I have gone for the typical subscription based approach set at $9.99 per month for now, I hope to get this cost down and I will be able to when I get a bit of the economies of scale loving.<p>I aim to and hope that I have created such a good product that $9.99 seems like great value. As you would expect after a user has been using the site for a few months the data (their entires) we store for them becomes really quiet valuable to the user. This makes me want to extend the trial period from the current week to as long as possible (eg 3 months) but SMS costs are just to crazy to be able to do that right now.<p>What do you think about this business model and approach?? Its an app that I think allot of people would use if free but how can i make that financially viable? I don't think I can so thats why iv done what iv done.<p>FEW MORE THINGS<p>Due to the SMS cost I currently only have a UK number available, this may mean it will cost a user outside of the UK more to send a text in. I am not to sure. But either way I plan to add a US number as soon as its financially viable, I am guessing thats within the month.<p>Search has just died on us in production, its a hosting issue and we are on to it.. Decided to release anyways. Meh<p>FEEDBACK<p>I want as much feedback as possible and not just on the app I also want feedback on the business behind it.
======
unalone
First off: You stole Tumblr's icons. That's a really, really shitty thing to
do. They paid good money for those icons and you blatantly ripped them from
the site.

Not just that. You copy your "translucent borders" from Facebook, your "close
window" dialogue from the original lightbox and your feedback tab links to
Getsatisfaction. The one original idea you had, putting notebook lines in the
background, you couldn't even bother to sync up with the size of your font.
(Aviary does this but they actually sync up the lines.)

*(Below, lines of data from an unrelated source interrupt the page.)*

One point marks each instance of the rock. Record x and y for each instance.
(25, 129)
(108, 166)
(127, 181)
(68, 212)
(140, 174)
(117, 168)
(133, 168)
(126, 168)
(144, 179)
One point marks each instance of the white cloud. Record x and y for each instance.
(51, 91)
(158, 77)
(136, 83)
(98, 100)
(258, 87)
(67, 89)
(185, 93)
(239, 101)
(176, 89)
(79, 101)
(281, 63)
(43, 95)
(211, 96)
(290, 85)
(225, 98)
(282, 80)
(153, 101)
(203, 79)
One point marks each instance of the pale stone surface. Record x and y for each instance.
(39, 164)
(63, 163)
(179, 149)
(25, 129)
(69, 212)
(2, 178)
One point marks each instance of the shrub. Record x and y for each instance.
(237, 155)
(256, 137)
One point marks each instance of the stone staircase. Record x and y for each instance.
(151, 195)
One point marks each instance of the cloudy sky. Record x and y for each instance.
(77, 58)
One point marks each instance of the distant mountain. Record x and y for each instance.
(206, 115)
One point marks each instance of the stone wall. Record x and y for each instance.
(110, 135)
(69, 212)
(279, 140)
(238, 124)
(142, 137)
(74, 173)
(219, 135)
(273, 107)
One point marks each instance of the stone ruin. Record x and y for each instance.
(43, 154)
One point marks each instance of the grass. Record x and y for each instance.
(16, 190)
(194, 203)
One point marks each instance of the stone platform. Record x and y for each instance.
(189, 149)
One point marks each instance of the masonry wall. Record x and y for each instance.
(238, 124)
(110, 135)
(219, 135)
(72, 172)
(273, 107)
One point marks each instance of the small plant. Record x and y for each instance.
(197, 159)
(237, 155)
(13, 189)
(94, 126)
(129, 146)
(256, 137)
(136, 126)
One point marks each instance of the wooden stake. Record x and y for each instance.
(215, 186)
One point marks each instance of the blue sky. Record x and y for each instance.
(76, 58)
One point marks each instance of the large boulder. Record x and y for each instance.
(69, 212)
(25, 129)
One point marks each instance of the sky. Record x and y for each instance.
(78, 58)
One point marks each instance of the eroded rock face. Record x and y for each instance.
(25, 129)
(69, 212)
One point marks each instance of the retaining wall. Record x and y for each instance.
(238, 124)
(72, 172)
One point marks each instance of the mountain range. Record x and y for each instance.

Second off: How is this _better_ than Tumblr? Do you know what Twitter is
without ultrasimplicity? It's a downgraded version of a regular blog. That's
why "Twitter+this" startups fail. Twitter is _only_ good because it's so
simple.

I use my blog as a diary. I write 20-30 posts a day about whatever comes to
mind in the hopes that I can preserve it as a diary for half a century and
then figure out a way to make use of it. Why would I pay $10 a month for
something that gives me less than I've already got?

Third off: I like the header design but it's hard to navigate. I'm also a
little offended that as your "famous diary person of choice" you picked Anne
Frank, whose diary is most famous because _the person that wrote it died_.
What's the implication? "You'll die so write stuff down?" For an online
service, that's pretty obnoxious.

All that stuff aside, it looks nice, though I wonder just how much of this
design you ripped off sources of which I'm not aware. (I could swear that font
looks remarkably close to the "sparse black-on-white" that Posterous uses.)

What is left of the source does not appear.